Haim Brezis

What is he best known for?

The fields of study he is best known for:

• Mathematical analysis
• Quantum mechanics
• Pure mathematics

Haim Brezis mostly deals with Mathematical analysis, Pure mathematics, Partial differential equation, Nonlinear system and Sobolev space. His work in Elliptic curve, Boundary value problem, Dirichlet problem, Nonlinear Schrödinger equation and Heat equation is related to Mathematical analysis. Haim Brezis combines subjects such as Modes of convergence, Calculus of variations, Nonlinear functional analysis and Class with his study of Pure mathematics.

His Nonlinear system research focuses on Mathematical physics and how it connects with Duality. His Sobolev space research integrates issues from Discrete mathematics, Finite difference, Bounded function and Space. His studies in Sobolev inequality integrate themes in fields like Interpolation space and Inequality.

His most cited work include:

• Opérateurs maximaux monotones et semi-groupes de contractions dans les espaces de Hilbert (2679 citations)
• Functional Analysis, Sobolev Spaces and Partial Differential Equations (2479 citations)
• Positive solutions of nonlinear elliptic equations involving critical sobolev exponents (2152 citations)
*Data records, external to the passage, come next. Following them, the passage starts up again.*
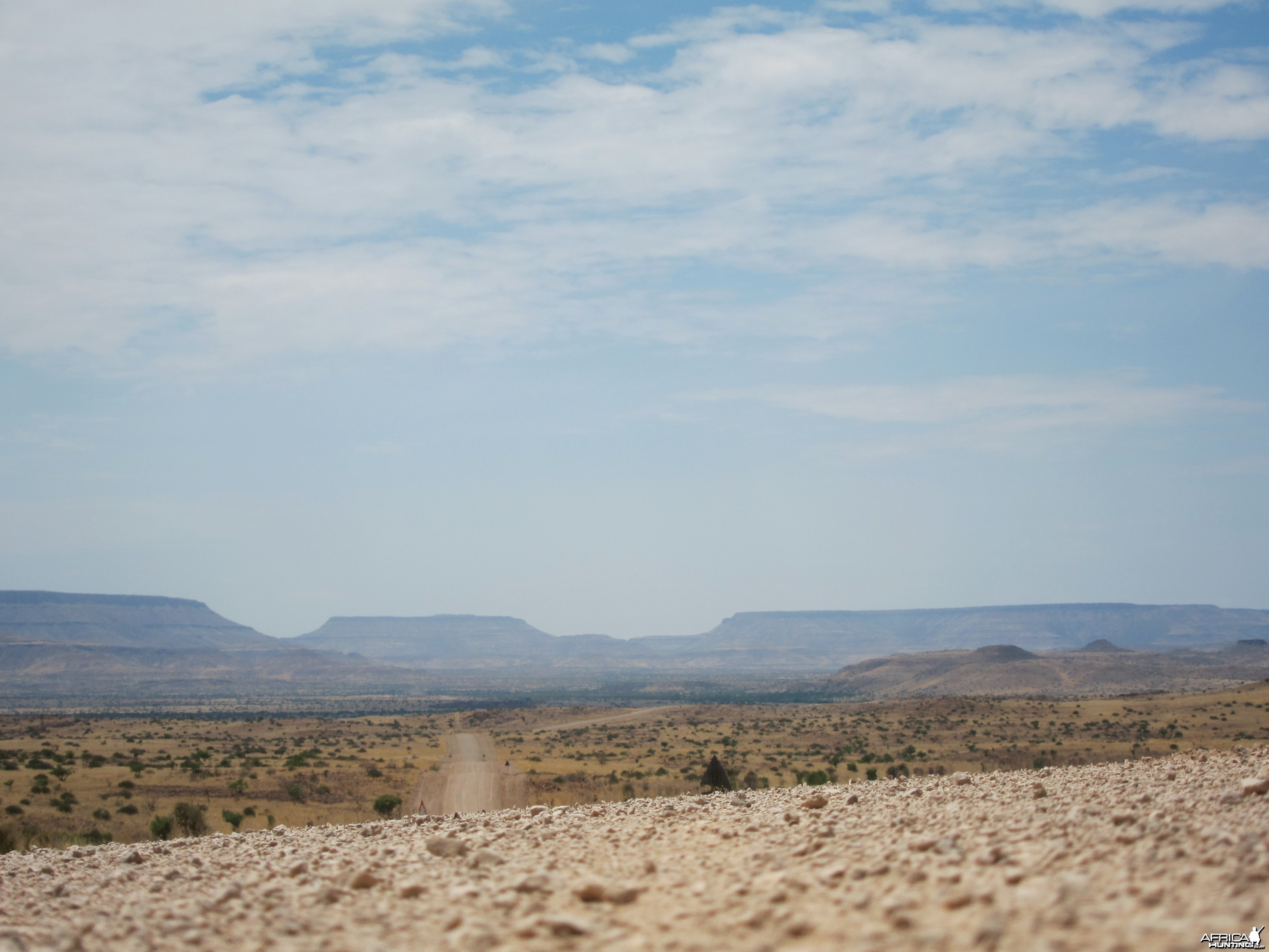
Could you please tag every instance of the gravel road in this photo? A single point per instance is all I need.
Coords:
(471, 780)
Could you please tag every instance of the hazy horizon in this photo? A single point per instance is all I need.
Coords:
(626, 319)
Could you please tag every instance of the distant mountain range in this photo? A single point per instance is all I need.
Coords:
(78, 644)
(1101, 668)
(56, 644)
(758, 643)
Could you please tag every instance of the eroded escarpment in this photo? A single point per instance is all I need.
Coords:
(1144, 855)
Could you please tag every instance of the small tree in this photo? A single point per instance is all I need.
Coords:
(716, 777)
(191, 818)
(386, 805)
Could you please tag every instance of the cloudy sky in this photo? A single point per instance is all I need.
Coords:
(622, 318)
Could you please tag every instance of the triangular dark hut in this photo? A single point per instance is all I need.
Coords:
(716, 777)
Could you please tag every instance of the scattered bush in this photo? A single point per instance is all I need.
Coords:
(191, 818)
(388, 804)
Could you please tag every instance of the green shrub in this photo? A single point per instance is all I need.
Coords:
(388, 804)
(191, 818)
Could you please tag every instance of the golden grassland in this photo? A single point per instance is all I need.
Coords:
(66, 779)
(664, 752)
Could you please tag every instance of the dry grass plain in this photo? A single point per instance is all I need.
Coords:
(323, 770)
(663, 752)
(1151, 855)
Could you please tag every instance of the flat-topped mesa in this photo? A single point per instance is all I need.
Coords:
(122, 621)
(462, 642)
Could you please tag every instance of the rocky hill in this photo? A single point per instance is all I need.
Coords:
(58, 644)
(1133, 855)
(131, 621)
(777, 643)
(1099, 668)
(823, 635)
(465, 642)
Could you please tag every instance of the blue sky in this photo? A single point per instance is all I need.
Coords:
(622, 318)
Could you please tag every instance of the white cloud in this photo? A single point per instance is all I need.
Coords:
(995, 413)
(203, 187)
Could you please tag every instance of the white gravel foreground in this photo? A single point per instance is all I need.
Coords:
(1149, 855)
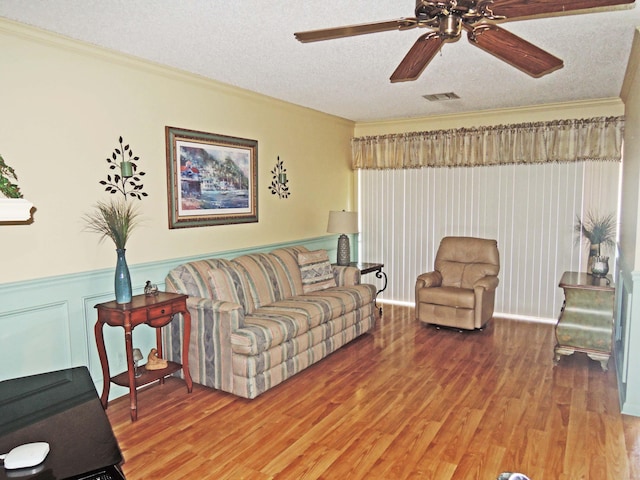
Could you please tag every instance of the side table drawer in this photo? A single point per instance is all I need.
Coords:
(160, 311)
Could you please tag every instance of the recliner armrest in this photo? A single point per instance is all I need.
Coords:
(429, 279)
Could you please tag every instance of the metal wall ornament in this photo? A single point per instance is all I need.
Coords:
(279, 183)
(125, 177)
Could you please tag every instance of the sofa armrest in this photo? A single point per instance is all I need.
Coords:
(212, 322)
(429, 279)
(346, 276)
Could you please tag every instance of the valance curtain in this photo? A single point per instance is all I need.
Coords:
(525, 143)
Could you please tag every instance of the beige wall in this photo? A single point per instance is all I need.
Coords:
(630, 213)
(63, 106)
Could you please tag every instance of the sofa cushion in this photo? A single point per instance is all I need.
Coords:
(279, 322)
(227, 285)
(288, 258)
(193, 278)
(316, 271)
(263, 330)
(266, 280)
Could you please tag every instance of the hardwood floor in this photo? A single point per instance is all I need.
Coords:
(406, 401)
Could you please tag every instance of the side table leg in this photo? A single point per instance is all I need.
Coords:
(102, 353)
(133, 393)
(381, 274)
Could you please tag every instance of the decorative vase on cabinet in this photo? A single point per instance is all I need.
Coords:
(122, 282)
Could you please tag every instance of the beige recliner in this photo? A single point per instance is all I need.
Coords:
(461, 292)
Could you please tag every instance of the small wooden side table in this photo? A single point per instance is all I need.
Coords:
(586, 320)
(155, 311)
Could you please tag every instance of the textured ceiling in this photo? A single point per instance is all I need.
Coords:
(250, 44)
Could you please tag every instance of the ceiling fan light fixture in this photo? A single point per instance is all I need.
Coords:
(450, 26)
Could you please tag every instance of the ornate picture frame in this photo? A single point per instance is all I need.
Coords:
(212, 179)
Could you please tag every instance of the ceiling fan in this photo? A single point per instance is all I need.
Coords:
(447, 18)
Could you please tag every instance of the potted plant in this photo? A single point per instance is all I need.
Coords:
(117, 218)
(597, 232)
(12, 206)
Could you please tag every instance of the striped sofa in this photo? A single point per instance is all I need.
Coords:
(261, 318)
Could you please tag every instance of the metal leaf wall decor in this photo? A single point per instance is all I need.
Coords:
(117, 182)
(279, 183)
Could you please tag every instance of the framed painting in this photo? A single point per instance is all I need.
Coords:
(211, 179)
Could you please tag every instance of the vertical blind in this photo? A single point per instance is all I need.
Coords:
(529, 209)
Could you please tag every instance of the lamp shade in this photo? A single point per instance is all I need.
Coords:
(342, 222)
(137, 355)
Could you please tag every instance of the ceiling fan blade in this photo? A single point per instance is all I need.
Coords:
(525, 8)
(514, 50)
(418, 57)
(351, 30)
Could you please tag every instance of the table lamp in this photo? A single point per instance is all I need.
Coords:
(343, 223)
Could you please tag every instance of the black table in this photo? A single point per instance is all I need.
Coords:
(369, 267)
(63, 409)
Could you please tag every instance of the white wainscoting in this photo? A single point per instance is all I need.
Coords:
(529, 209)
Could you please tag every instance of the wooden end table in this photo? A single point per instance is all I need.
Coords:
(156, 311)
(586, 320)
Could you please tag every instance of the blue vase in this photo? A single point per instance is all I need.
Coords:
(123, 279)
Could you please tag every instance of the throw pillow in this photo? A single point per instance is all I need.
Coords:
(316, 271)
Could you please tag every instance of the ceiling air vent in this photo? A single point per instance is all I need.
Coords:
(439, 97)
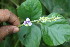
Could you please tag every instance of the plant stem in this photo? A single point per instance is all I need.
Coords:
(16, 43)
(14, 3)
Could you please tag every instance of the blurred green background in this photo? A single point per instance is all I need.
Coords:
(48, 6)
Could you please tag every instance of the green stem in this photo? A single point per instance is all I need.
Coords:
(16, 43)
(14, 3)
(20, 25)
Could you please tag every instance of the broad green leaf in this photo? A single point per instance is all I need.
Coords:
(59, 6)
(31, 9)
(56, 32)
(32, 37)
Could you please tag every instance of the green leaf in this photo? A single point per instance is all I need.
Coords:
(58, 6)
(56, 32)
(31, 9)
(32, 37)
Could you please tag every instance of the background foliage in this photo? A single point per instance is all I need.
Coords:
(48, 6)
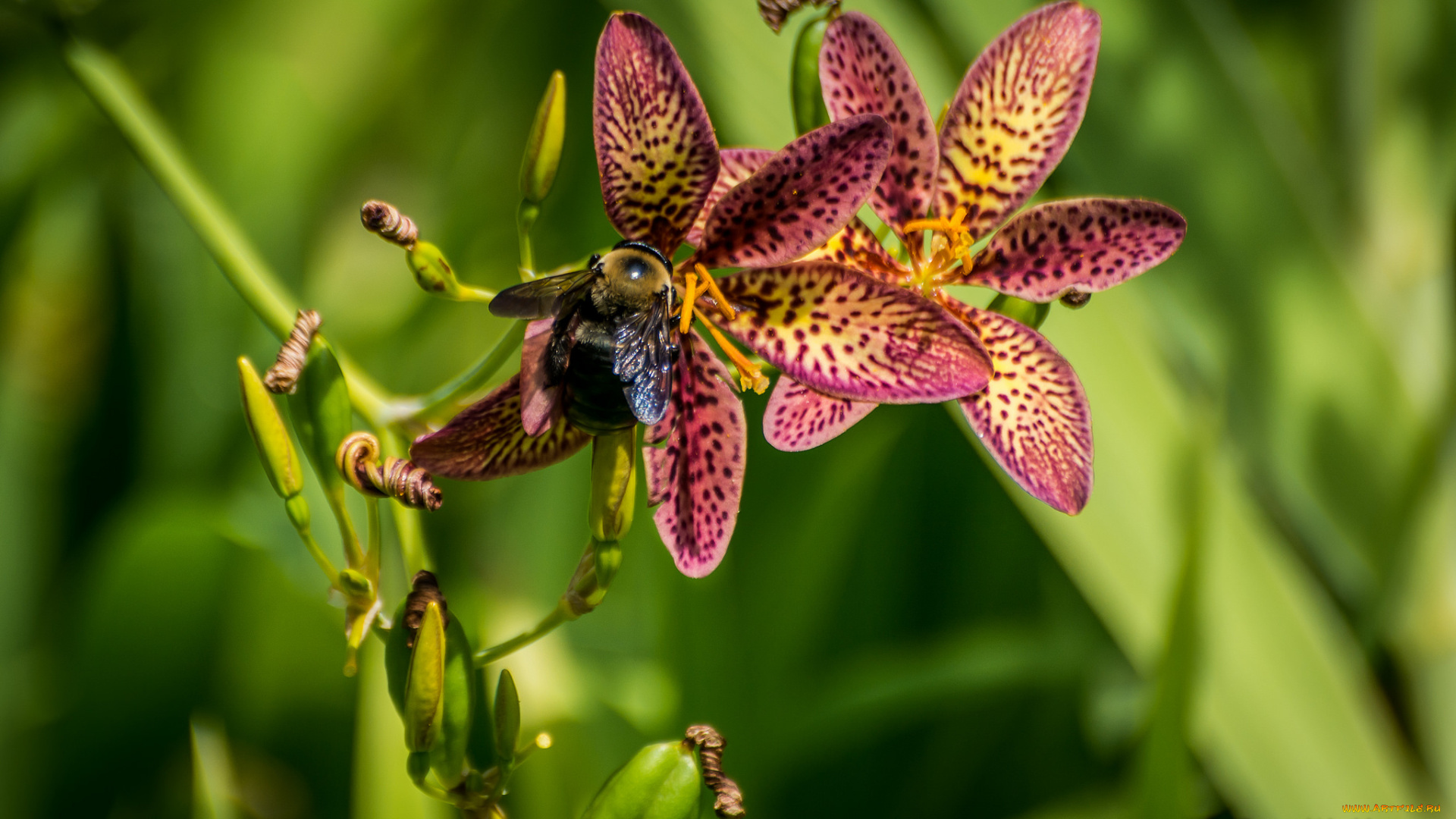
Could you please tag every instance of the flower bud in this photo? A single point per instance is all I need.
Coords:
(431, 270)
(804, 83)
(270, 435)
(613, 484)
(507, 717)
(544, 143)
(425, 686)
(663, 781)
(1025, 312)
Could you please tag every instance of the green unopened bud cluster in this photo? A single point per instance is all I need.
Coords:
(539, 164)
(460, 748)
(666, 780)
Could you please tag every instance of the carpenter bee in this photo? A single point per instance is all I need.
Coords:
(610, 343)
What are the main themes of his work throughout his whole career to date?

His scientific interests lie mostly in Mathematical analysis, Pure mathematics, Combinatorics, Sobolev space and Nonlinear system. His study in Partial differential equation, Boundary value problem, Elliptic curve, Measure and Gravitational singularity is carried out as part of his Mathematical analysis studies. His Partial differential equation study combines topics in areas such as Mathematical physics, Existence theorem and Differential equation.

His Pure mathematics study incorporates themes from Discrete mathematics and Norm. The Combinatorics study combines topics in areas such as Nabla symbol, Omega, Domain, Bounded function and Function. His study in Sobolev space is interdisciplinary in nature, drawing from both Space, Homotopy, Topology and Degree.

He most often published in these fields:

• Mathematical analysis (47.06%)
• Pure mathematics (31.58%)
• Combinatorics (32.82%)

What were the highlights of his more recent work (between 2015-2021)?

• Sobolev space (28.79%)
• Combinatorics (32.82%)
• Omega (20.74%)

In recent papers he was focusing on the following fields of study:

Sobolev space, Combinatorics, Omega, Non local and Pure mathematics are his primary areas of study. His research in Sobolev space intersects with topics in Interpolation inequality, Gravitational singularity, Degree, Nirenberg and Matthaei experiment and Hausdorff distance. His studies deal with areas such as Extension, Mathematical analysis and Bounded operator as well as Combinatorics.

He works in the field of Mathematical analysis, focusing on Approximations of π in particular. His Omega research includes elements of Space, Lambda, Hausdorff space and Equivalence relation. He has included themes like Norm and Equivalence in his Pure mathematics study.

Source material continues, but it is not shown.